El texto participa de esa insurrección contra el mundo contemporáneo. Sin solemnidad Ados@dos arremete contra la obsesión por la seguridad, la xenofobia instalada en la clase media, la neurosis de nuestra sociedad por “estar sanos” tomándonos múltiples medicinas que no sirven muchas de ellas para nada: la vida sigue y de acuerdo pasa el tiempo perdemos facultades… ¿El confort lleva de verdad aparejado la “simplicidad”? Margallo diría que no a tenor de las imbecilidades que hay que rellenar en la declaración de la renta…
Esa “enajenación” hacia una clase de vida alienante tiene su correspondencia en algunos elementos de la puesta en escena: esos focos que giran sobre sí mismo y que iluminan a los propios espectadores; el carro con cocina que aparece y desaparece de la escena con sólo pulsarse un mando; el robot de cocina (ni más ni menos que R2D2) que actúa a su antojo trasladándose por las tablas; el helicóptero que sobrevuela alrededor de Margallo y Martínez… Elementos cuya introducción en la trama es completamente arbitraria, trucos de ilusionista que son fruto del carácter manipulador del teatro. Artificio que ya queda subrayado en la primera ¿escena? en la que los dos actores desayunan y actúan simétricamente, de manera inhumana…

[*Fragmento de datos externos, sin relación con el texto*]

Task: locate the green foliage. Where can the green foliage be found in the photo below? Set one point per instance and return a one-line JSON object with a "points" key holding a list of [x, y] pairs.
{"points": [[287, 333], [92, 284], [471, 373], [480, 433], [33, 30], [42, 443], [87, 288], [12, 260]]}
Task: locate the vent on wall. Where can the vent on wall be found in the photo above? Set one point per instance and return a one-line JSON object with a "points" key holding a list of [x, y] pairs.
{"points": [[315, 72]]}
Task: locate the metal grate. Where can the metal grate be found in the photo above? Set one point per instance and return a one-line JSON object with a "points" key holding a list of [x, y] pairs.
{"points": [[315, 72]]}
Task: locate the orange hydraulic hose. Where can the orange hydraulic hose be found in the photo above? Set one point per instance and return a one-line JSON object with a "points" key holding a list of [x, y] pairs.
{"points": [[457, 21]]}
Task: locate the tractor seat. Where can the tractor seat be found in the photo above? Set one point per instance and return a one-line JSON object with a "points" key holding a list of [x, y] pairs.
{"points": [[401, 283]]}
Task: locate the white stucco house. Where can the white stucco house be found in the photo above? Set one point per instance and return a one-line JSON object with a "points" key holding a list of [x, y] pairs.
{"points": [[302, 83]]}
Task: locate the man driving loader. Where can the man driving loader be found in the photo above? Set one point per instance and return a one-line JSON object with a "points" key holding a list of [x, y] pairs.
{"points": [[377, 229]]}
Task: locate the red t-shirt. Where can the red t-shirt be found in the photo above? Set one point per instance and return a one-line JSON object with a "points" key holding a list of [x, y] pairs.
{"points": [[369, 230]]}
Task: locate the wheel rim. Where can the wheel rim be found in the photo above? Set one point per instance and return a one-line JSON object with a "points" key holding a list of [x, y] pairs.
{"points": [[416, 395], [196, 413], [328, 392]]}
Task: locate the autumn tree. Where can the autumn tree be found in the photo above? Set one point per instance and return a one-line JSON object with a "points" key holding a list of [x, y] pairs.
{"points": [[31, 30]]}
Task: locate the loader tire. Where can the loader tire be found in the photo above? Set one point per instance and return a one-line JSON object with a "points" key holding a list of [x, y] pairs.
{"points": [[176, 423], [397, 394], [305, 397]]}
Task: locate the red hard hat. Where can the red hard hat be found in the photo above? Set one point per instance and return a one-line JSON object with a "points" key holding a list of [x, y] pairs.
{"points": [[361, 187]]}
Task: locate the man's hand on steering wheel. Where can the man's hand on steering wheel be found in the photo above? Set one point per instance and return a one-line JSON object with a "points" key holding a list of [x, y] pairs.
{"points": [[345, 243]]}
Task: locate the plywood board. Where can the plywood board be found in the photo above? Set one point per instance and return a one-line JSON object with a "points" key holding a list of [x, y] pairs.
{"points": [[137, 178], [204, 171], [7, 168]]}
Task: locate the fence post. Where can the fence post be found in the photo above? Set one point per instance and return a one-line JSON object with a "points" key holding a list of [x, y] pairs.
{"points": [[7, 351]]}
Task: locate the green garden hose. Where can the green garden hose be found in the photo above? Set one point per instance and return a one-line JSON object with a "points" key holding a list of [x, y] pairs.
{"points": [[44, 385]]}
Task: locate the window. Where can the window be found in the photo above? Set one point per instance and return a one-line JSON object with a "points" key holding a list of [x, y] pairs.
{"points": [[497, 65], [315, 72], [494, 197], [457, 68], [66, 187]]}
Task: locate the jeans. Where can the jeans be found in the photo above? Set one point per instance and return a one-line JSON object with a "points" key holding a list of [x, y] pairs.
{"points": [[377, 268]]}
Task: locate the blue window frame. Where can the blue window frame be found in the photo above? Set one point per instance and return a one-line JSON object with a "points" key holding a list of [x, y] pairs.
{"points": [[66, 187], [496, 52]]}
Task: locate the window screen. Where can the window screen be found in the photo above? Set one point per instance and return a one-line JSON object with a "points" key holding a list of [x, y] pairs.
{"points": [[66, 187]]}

En tales condiciones, ¿cómo es posible abogar por un “teatro libre”, improvisado? Margallo y Martínez lo tienen muy claro: por mucho que se improvisen los monólogos y se interpele al público para que este decida el final de la obra; por más que se mande a freír espárragos al apuntador y se compartan experiencias intimas sin que haya una estructura dramática férrea de por medio; al final todo lo relacionado con el teatro es impostado. Se pactan los momentos de lucimiento dramático de los actores (y para resaltarlos se emplean luces más o menos intensas que los hagan brillar más), y al final todo lo que se ve en la sala “está previsto”…
…Y sin embargo nos encanta. Porque el teatro –a pesar de vampirizar tanto como la televisión, tal como se pone en evidencia durante la representación- es cercano, profundamente humano, divertido, nos hace pensar sobre nuestras propias limitaciones: nos hace sentir vivos. Por eso, en Ados@dos, tal como también ocurría en Barroco de Tomaz Pandur, se llega a citar el día exacto en el que tiene lugar el espectáculo. Si en aquella ocasión esa cita formaba parte de un bastante curioso discurso sobre la naturaleza de la historia y sobre un tiempo ¿indefinido?; en Ados@dos sólo sirve para recordarnos que estamos aquí y ahora compartiendo un buen rato, con dos actores espléndidos, y que a pesar de que hay veces que se dilata un poco la función, recupera fuelle por su ingenio, por su sentido de la búsqueda hacia otras formas de teatro. Tal como ocurría en el María Guerrero con Las visitas deberían estar prohibidas por el código penal.